Masaru replicò: «Grazie, presidente Yamamoto. Nella seconda metà di agosto, alcuni membri del Dipartimento educatori si recheranno in visita in Unione Sovietica su invito del Ministero della pubblica istruzione sovietico. Faremo del nostro meglio per continuare a consolidare la rete di dialoghi che lei ha iniziato già da tempo».
«Conto su di voi» esclamò Shin’ichi. «Proseguirò anche a impegnarmi al massimo per promuovere gli scambi internazionali in ambito culturale, per il Giappone e il mondo intero. Dobbiamo fare in modo che i nostri figli, che cresceranno assumendosi la responsabilità della prossima generazione, si rendano conto di quanto sia strettamente interconnesso il mondo intero.
«Desidero che i membri del Dipartimento educatori trasformino il percorso che ho tracciato in un grande movimento per la pace nel mondo. Senza successori, il sentiero che è stato intrapreso con tutta la passione e l’entusiasmo possibili sarà ricoperto di erbacce e scomparirà in poco tempo. Perciò è di vitale importanza assicurarsi che tutto ciò che farete continuerà a crescere e a svilupparsi nel futuro.

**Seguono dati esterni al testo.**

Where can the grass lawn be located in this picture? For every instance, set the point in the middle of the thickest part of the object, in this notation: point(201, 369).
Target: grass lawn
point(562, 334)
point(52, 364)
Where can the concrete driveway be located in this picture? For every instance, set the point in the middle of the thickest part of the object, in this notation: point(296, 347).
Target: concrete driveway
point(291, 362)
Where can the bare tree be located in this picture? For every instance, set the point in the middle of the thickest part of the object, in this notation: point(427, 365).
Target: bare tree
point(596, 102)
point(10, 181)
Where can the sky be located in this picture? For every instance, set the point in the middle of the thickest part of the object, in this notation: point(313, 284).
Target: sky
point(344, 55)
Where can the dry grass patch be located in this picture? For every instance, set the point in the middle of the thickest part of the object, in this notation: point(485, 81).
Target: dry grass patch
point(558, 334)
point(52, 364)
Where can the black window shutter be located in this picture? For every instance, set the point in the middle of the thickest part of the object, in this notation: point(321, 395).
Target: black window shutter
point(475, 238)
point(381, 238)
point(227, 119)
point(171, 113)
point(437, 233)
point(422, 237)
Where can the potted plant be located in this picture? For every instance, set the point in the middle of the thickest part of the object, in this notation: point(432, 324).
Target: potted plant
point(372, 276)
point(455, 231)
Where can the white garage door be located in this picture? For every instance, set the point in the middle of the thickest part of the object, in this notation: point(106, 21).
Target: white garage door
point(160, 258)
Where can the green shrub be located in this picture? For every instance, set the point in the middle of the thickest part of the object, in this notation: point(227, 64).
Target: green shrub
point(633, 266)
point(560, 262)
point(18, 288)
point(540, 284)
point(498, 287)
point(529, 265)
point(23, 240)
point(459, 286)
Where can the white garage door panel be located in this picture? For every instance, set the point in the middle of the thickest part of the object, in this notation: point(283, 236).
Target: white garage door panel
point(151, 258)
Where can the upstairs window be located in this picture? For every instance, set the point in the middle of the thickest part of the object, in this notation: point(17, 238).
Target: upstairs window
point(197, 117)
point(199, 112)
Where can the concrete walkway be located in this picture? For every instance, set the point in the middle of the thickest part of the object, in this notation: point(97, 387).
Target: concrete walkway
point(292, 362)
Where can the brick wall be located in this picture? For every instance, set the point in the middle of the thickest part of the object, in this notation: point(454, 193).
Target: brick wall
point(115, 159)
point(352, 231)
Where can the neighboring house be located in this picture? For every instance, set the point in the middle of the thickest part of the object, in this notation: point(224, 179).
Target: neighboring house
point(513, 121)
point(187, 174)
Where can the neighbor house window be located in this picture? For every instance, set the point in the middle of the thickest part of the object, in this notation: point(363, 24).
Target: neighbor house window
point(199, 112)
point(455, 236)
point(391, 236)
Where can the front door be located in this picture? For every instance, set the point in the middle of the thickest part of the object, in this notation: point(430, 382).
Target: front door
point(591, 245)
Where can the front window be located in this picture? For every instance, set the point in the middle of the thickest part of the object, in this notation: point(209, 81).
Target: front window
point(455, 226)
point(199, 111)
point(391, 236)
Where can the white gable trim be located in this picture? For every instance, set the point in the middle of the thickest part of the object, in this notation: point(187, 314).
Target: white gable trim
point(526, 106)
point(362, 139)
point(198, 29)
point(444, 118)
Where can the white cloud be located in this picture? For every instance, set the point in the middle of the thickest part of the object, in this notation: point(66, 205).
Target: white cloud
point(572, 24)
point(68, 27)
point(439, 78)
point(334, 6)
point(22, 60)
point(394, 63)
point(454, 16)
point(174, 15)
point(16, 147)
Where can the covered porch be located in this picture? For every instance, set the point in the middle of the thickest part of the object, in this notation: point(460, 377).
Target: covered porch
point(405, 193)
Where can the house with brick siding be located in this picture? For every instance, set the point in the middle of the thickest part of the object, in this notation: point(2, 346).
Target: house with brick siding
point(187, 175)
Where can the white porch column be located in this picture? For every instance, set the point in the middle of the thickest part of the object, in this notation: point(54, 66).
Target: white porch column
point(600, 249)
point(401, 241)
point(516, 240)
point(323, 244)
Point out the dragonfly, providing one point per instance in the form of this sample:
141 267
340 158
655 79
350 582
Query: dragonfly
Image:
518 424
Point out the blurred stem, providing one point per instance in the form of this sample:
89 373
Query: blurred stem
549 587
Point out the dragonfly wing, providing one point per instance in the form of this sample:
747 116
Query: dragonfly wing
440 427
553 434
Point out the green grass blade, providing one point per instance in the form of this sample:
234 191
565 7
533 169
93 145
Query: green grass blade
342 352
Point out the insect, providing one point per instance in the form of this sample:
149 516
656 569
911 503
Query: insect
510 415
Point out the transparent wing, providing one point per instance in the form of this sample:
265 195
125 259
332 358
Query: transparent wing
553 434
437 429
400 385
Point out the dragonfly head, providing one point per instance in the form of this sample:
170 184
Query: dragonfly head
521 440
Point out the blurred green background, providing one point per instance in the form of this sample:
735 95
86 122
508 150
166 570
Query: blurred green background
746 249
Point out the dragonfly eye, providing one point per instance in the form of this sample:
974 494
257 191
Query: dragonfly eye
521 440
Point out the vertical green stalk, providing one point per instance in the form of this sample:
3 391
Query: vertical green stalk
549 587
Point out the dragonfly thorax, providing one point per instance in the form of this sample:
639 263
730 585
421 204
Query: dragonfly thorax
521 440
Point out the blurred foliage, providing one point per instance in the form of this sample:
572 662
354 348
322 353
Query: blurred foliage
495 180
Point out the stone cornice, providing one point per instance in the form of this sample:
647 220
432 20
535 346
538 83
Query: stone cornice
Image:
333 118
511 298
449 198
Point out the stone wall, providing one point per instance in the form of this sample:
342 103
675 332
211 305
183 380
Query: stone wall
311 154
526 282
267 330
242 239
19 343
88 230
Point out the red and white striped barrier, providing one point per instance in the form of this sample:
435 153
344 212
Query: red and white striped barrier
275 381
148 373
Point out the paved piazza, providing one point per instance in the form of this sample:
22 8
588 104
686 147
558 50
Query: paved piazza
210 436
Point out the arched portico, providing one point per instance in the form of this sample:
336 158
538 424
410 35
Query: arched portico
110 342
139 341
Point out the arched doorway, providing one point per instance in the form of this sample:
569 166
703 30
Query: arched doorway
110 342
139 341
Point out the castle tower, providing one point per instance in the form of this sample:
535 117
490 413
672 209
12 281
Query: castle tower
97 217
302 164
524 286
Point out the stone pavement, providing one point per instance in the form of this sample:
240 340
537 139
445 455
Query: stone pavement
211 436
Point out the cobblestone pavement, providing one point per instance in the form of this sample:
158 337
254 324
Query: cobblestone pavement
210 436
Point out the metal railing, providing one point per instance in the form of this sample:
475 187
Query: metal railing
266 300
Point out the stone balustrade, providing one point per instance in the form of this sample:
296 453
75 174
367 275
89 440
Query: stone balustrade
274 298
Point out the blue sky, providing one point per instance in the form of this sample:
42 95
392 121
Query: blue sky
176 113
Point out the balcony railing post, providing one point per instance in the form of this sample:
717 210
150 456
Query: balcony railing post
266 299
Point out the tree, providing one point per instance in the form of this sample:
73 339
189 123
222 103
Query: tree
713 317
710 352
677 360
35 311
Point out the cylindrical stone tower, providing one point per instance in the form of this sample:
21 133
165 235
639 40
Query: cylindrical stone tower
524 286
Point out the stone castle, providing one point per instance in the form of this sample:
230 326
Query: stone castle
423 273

«Io e mia moglie stiamo pregando sinceramente affinché nessuno dei membri del Dipartimento educatori che si recherà in visita in Unione Sovietica si ammali e perché sia un’esperienza positiva e significativa per tutti loro».
Gli occhi di Masaru si riempirono di lacrime quando Shin’ichi augurò piena salute ai membri del Dipartimento educatori, anche se era evidente che lui stesso non stava troppo bene. La sincerità si trasmette attraverso le parole di attenzione che rivolgiamo agli altri. L’incontro ben presto si concluse.
Masaru avrebbe voluto chiedere a Shin’ichi di partecipare al corso estivo del Dipartimento educatori che ci sarebbe stato il giorno seguente; ma vedeva perfettamente che Shin’ichi era esausto e non provò neanche a chiederglielo.